The final joint of the last 5.6-kilometer section was lowered into the Lingding Channel, the central channel of the Pearl River, in ideal weather conditions, according to Wang Zhanggui, chief engineer at the National Marine Environmental Forecasting Center.
Completion of the tunnel will effectively end work on the road link between Hong Kong, Macao and Zhuhai, Guangdong province. It is scheduled to open to traffic this year.
Once in operation, the bridge will shorten the current four-hour drive from Hong Kong to Zhuhai to just 30 minutes.
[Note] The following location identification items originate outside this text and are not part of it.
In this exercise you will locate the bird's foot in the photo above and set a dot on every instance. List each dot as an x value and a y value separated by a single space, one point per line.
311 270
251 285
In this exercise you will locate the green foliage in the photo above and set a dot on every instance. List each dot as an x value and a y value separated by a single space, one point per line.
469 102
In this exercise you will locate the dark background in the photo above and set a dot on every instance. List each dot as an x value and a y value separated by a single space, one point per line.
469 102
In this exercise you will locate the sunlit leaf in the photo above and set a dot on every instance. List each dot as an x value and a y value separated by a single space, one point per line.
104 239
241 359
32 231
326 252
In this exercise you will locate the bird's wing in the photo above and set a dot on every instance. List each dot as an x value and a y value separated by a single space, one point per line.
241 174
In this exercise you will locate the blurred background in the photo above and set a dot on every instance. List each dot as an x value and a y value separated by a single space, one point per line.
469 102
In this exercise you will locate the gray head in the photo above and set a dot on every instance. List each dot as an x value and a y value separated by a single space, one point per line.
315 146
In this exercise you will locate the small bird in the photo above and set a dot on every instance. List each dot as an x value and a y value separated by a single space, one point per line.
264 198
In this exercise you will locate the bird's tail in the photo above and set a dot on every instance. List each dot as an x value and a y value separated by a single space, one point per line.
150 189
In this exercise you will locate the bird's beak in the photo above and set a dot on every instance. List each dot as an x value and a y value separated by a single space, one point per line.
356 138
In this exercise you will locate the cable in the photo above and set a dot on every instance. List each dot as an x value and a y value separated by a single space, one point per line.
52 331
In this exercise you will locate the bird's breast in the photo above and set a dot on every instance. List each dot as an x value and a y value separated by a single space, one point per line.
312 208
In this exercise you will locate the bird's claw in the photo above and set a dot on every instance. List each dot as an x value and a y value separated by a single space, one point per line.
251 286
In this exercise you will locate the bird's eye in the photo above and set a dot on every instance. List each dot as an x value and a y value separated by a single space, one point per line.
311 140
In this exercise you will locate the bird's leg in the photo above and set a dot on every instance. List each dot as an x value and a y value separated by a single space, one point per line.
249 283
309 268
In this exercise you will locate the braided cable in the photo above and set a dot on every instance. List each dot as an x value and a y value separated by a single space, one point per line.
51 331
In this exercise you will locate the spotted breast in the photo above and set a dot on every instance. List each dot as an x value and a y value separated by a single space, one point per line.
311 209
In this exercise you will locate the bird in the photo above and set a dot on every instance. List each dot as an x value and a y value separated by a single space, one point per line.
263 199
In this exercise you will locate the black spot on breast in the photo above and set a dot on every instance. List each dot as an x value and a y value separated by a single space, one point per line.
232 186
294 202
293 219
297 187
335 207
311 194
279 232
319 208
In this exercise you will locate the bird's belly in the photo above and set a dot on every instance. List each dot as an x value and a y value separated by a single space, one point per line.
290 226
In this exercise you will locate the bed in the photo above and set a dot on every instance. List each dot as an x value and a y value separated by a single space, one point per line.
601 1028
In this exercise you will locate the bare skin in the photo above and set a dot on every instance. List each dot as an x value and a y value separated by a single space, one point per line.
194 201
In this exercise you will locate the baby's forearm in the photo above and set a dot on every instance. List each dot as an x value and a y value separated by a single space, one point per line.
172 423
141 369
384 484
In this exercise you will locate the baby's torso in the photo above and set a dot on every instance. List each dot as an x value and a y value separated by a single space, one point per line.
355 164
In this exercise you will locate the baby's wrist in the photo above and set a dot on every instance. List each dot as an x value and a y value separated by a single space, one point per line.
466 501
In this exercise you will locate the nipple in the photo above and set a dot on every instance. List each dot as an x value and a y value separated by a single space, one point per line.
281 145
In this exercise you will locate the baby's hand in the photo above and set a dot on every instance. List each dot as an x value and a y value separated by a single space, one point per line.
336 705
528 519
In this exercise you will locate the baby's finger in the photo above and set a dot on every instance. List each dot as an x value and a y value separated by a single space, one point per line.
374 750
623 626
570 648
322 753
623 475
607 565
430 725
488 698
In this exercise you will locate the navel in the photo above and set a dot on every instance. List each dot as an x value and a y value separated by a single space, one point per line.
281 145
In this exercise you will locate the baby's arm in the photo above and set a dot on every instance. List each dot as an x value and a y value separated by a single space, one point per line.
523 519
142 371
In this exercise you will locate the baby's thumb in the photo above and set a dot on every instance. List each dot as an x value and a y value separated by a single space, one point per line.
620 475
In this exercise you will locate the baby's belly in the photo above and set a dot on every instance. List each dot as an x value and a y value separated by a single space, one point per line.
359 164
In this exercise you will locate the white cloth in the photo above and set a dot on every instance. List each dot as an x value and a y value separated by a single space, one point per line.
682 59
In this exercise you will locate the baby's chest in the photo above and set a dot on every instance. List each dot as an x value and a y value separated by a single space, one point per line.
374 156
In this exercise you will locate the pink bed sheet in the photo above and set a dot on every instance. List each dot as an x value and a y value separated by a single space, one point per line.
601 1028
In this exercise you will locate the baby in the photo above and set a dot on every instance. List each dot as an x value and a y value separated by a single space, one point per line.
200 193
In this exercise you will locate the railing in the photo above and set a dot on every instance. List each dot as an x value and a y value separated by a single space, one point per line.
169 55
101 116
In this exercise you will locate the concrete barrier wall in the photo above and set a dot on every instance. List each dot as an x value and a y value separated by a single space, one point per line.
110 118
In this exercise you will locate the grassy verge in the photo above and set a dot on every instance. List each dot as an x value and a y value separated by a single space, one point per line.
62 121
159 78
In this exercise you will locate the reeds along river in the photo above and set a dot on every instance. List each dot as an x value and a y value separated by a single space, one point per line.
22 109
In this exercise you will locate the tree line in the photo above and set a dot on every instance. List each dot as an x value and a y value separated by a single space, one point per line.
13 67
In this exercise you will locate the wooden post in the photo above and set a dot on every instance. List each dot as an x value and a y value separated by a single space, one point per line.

Insiders estimate that the bridge will open to traffic on Dec 20, when Macao celebrates the 18th anniversary of its return to China from Portuguese control.
Lin Jiang, a professor at Sun Yat-sen University in Guangzhou, said the bridge will have great significance for economic cooperation and development in the greater Guangdong-Hong Kong-Macao bay area.
The Zhenhua 30 crane ship (left) hoists the final section of the underwater tunnel for the Hong Kong-Zhuhai-Macao bridge to its designated location on May 2.[Photo/China News Service]
“It is not only a bridge, but it will help accelerate the construction of networks of advanced expressways and intercity railways connecting the two special administrative regions with Pearl River Delta cities in Guangdong,” Lin said.
The bridge will also help Hong Kong shift its industries to vast areas in western Guangdong, he said.
Meanwhile, Macao and Hong Kong still have room for expansion and cooperation in tourism with the cities of western Guangdong province.
Zhongshan, the hometown of Sun Yat-sen, and Jiangmen, home to myriad overseas Chinese living around the world, are two major tourist destinations in Guangdong, he said.
“Furthermore, the operation of the bridge will encourage Guangdong to open wider to the outside world after the province further advances its cooperation with Hong Kong and Macao.”
The 55-kilometer Hong Kong-Zhuhai-Macao Bridge includes a 6.7-kilometer underwater tunnel and a 22.9 km bridge above the water’s surface, making it the longest cross-sea bridge in the world.
Construction of the Y-shaped bridge started in 2009 and will cost more than 10 billion yuan ($1.5 billion). It is part of the country’s planned national highway network linking the western and eastern banks of the Pearl River.
The service life of the bridge is expected to be more than 120 years.